When I teach, I am trying to get my students to think about a subject causally. That is to say, I am trying to get them always to think about why a phenomenon, a person, a text, is the way it is. The first step is to realize that we are always already doing this, to one degree or another. As soon as a new person walks into the room, we make small judgments about that person: she looks different from what I expected; she is in a hurry; she has probably been hurrying from her previous class; she is stressed because it’s that time of the semester. These kinds of micro-conclusions, about other people, about the outside world, about ourselves, populate our waking hours, and often run just above the surface of our consciousness. In my experience, good or clear thinking is often simply trying to make these judgments more explicitly and carefully, and that is a big part of what I try to model and teach in class.
In particular, I teach careful causal thinking about literature: novels, plays, lyrics, epics. As soon as we begin reading something, we begin to make judgments, just as we do with other people: we start to try to understand the work before us, to see into its mode of life. But how do we do that? We are struck by the form—the moving, energetic design of the work—and begin trying to explain it in terms of its parts. Why did the author do it this way? What was his goal in setting up the experience as he did? How does it all fit together? To ask those questions is to think causally about the work, and, as Aristotle said, “we do not think we know a thing until we have taken hold of its causes”—the why of its existence (Physics 194b19-20). In my literature classes, therefore, we work systematically at explaining literary art in terms of its shape, its parts, its authors, and its purpose(s): its formal, material, efficient, and final causes.

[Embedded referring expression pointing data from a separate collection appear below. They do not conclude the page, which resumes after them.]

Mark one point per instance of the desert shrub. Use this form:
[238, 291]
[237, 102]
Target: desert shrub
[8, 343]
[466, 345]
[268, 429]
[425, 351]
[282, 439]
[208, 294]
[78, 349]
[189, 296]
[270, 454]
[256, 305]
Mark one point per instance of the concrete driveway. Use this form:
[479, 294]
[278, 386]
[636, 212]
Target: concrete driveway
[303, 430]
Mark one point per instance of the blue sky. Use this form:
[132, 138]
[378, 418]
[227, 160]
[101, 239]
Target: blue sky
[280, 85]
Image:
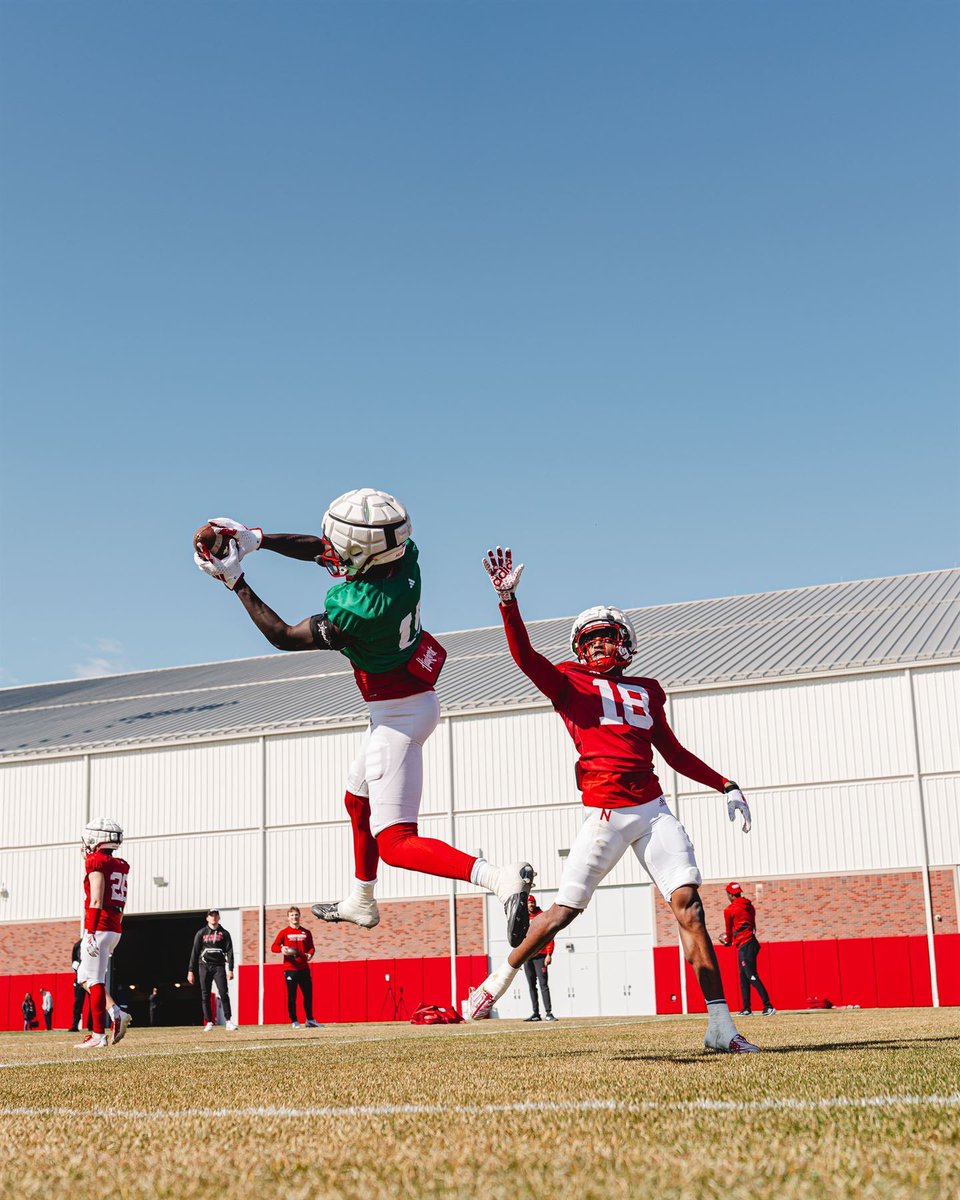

While this may sound rather rarified, in class and in writing assignments, it has turned out to be quite helpful and concrete. If we are looking at a section of Book One of Milton’s Paradise Lost, for example, my first question is usually about the general form: after reading a number of lines aloud, we try to put into words what the experience of the work of art was like—its overall rhythm, speed, emotional quality; the kinds of images or associations it produces; the main focus or point it revolves around. From there, we begin to think of the material causes: how was that form created? How did Milton manage to pull off a feeling of stateliness combined with great speed? What words or sounds produced the sense of emotional, moral urgency? What metaphors or allusions led us to think of Homer at the beginning, then Dante later on? What light did those connections shed on the passage? At this point, once the relation between form and matter is standing out nicely, we can begin to think about Milton’s intentions: about what he was trying to accomplish by making the scene this way, rather than any other way. In other words, we are ready to think about the efficient and final causes: what does he get out of doing it the way he did, fitting these particular parts together into just such a whole? At that point, we are bringing our reading of the section to a close, and making a causal judgment (or two, or three) about how and why Milton fit the parts together into the whole.
In my experience, this is a clear, challenging, but illuminating way of thinking about literature, but also about life. Literature, after all, is an imitation of life, so it makes sense that our way of thinking about each would be related. It is my hope that the teaching I do here will inform not just my students’ subsequent reading of texts, but their thought about the most important things in life itself.